COMUNE di (OMISSIS), elettivamente domiciliato in (OMISSIS), presso

lo studio dell’avvocato PLACIDI, rappresentato e difeso

dall’avvocato ANNA ATTANASIO;

– ricorrente –

contro

L.B.H.B., in qualità di erede di

A.C.;

– intimata –

avverso la sentenza n. 8607/2016 della COMM. TRIB. REG. DELLA

CAMPANIA SEZ. DIST. di (OMISSIS), depositata il 06/10/2016;

udita la relazione della causa svolta nella camera di consiglio del

23/10/2020 dal Consigliere Dott. MILENA BALSAMO.

 

Fatto

RILEVATO

che:

1. Il Comune di (OMISSIS) ricorre sulla base di due motivi per la cassazione della sentenza n. 8607/2016 emessa dalla CTR della Campania – depositata il 6 ottobre 2016 – che respinto l’appello dell’ente comunale, sul rilievo che il primo giudice aveva correttamente valutato il valore del cespite di proprietà A., ai sensi del D.Lgs. n. 504 del 1992, art. 5, individuando il valore in comune commercio dell’area utilizzando, come parametro di riferimento, il valore determinato nella procedura relativa all’accertamento ai finì della imposta di registro; considerando che detto valore era stato esaminato autonomamente dalla CTP unitamente ai valori emersi da vicende espropriative di aree ubicate in zona C/3.

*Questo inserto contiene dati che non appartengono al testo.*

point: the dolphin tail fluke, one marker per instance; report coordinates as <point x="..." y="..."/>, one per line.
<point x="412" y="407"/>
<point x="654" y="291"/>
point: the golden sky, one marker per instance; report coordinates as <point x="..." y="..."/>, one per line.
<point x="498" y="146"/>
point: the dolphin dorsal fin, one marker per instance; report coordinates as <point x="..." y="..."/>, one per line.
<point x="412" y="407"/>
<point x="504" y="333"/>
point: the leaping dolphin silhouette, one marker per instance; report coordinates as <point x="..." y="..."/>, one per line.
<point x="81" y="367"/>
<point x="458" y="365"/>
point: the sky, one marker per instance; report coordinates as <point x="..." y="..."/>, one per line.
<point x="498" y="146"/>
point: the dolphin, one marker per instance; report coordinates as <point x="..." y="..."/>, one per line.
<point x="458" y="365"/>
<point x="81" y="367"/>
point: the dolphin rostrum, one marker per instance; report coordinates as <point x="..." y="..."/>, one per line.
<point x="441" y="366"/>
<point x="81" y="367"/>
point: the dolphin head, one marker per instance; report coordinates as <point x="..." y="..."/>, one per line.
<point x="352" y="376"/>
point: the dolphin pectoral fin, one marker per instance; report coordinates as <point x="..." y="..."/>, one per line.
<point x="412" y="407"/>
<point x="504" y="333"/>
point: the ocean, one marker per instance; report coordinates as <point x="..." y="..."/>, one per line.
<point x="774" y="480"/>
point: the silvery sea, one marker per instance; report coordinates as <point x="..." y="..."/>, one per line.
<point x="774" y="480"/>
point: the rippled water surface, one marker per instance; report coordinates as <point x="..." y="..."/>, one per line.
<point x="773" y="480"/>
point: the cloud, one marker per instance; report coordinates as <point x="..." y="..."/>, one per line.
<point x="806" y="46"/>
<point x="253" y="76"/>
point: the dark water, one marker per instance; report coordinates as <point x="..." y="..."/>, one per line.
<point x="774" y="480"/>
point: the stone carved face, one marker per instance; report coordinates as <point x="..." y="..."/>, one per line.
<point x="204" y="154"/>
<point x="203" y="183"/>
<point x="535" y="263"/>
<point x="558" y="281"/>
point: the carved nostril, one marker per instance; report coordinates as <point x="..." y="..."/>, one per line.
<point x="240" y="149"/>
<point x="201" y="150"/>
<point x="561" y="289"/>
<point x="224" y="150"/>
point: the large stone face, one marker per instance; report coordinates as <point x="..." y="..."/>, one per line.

La contribuente, erede di A.C., è rimasta intimata.

Diritto

CONSIDERATO

che:

2. Con il primo motivo si lamenta la violazione dell’art. 2697 c.c. e dell’art. 115c.p.c., ex art. 360 c.p.c., n. 3, per avere il giudice d’appello invertito l’onere probatorio, gravando sull’amministrazione comunale l’onere di dimostrare l’esistenza di compravendite di terreni similari per un valore superiore a quello accertato in sede di determinazione di imposta di registro.

Il Comune deduce, al riguardo, di aver adottato, ai sensi del D.Lgs. n. 446 del 1997, art. 59, il regolamento comunale nel quali, attraverso il riferimento alle stime poste a corredo di giudicati di accertamento del valore di aree oggetto di espropri ed ai valori OMI per l’area extraurbana, risultavano indicati i valori di mercato delle aree oggetto dell’atto impositivo opposto.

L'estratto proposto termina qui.